According to the NCAC DG who also doubles as President Africa Region World Craft Council (WCC), the Nigerian arts and crafts sector is a gold mine waiting to the fully discovered and tapped for export, empowerment of the rural persons and artisans.
He said: “We have shown over the years that Nigerian culture has the capacity to enthrone peace and promote harmony to a world troubled by many irritations and uncertainty. It is within your call to put this attributes to the use of Nigeria and your hosts for the good of mankind.
“Our culinary skills and fashion is another strategic attraction to which most nations and peoples you are posted would want to know more and appreciate,” Runsewe explained further, adding, that Nigerian indigenous languages totalling over 450, spoken across the length and breadth of the country, stands as veritable evidence of Nigerian uniqueness in the map of black Africa and the world in general.
“These are basic diplomatic ingredients and cultural values that can be used effectively to tell a refreshing story about Nigeria and help change the negative narratives of Nigerians and Nigeria abroad,” Runsewe said.

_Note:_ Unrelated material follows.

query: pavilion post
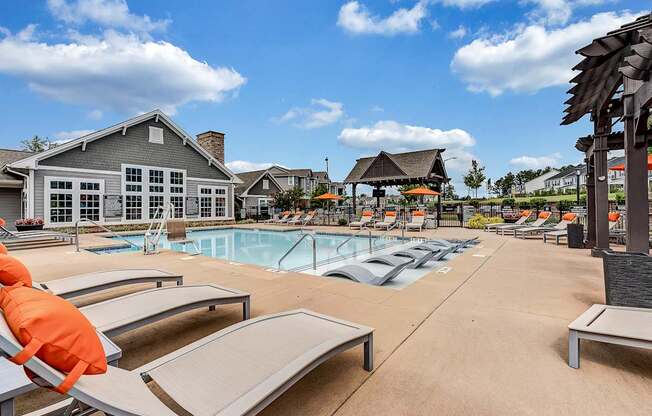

The culture economy is not all about singing and dancing. It is creating world class products rooted in Nigerian and African culture. Chief Chinwe Ezenwa of Lelook fashion house is at the forefront of selling African culture and craft as a foreign income generating activity. She said: “The desire to engender pride in our African heritage and to revive rare, artisanal fabrics inspired us. We began with local artisans in Lagos, Nigeria and Accra, Ghana to create apparel and accessories that were modern and trendy, yet undeniably African. Through these efforts, local retailers once again began taking pride in carrying locally made products, which caught the attention of international audiences. The demand grew. And so did our dream.
“We envisioned a brand that celebrated and honoured African tradition but through a lens that is distinctive, modern and of quality. It had to be bold; it had to be extra-ordinary. Our philosophy is simple – Do well, do good. We are seeking to place a daring and passionate stamp on the market place. We have attended several trade fairs and exhibitions around the world and have made statements in fashion. We were at trade mission/exhibitions in Washington, Atlanta, Detroit and Pittsburgh in 2013, trade fair/exhibition in Dubai, UAE in 2013, Nigeria-Canada Investment Conference /Exhibition Toronto in 2013, Lagos International Trade Fair in 2014, Ghana International Trade Fair Accra in 2014, Magic Fair at Las Vegas, among others.”
Many stakeholders in the culture and tourism industry are calling on the Federal Government to harness this rich industry to help the Nigerian economy.
The recent COVID-19 pandemic offered opportunity for the nation to reposition Nigeria’s culture industry through the Federal Government supporting the sector with stimulus package to restart after the one years of inactivity as a result of the pandemic.
The Federal Government had come out with a bail-out for the creative industry for the culture and tourism sector. So far, nothing has come out of it. While their counterparts in other parts of the world and being propped by their government to stand and restart, in Nigeria, the culture sector, including the tourism industry is starting from the scratch.
Without this essential support from government, it will take many more years for Nigeria to really feel the impact of the culture economy.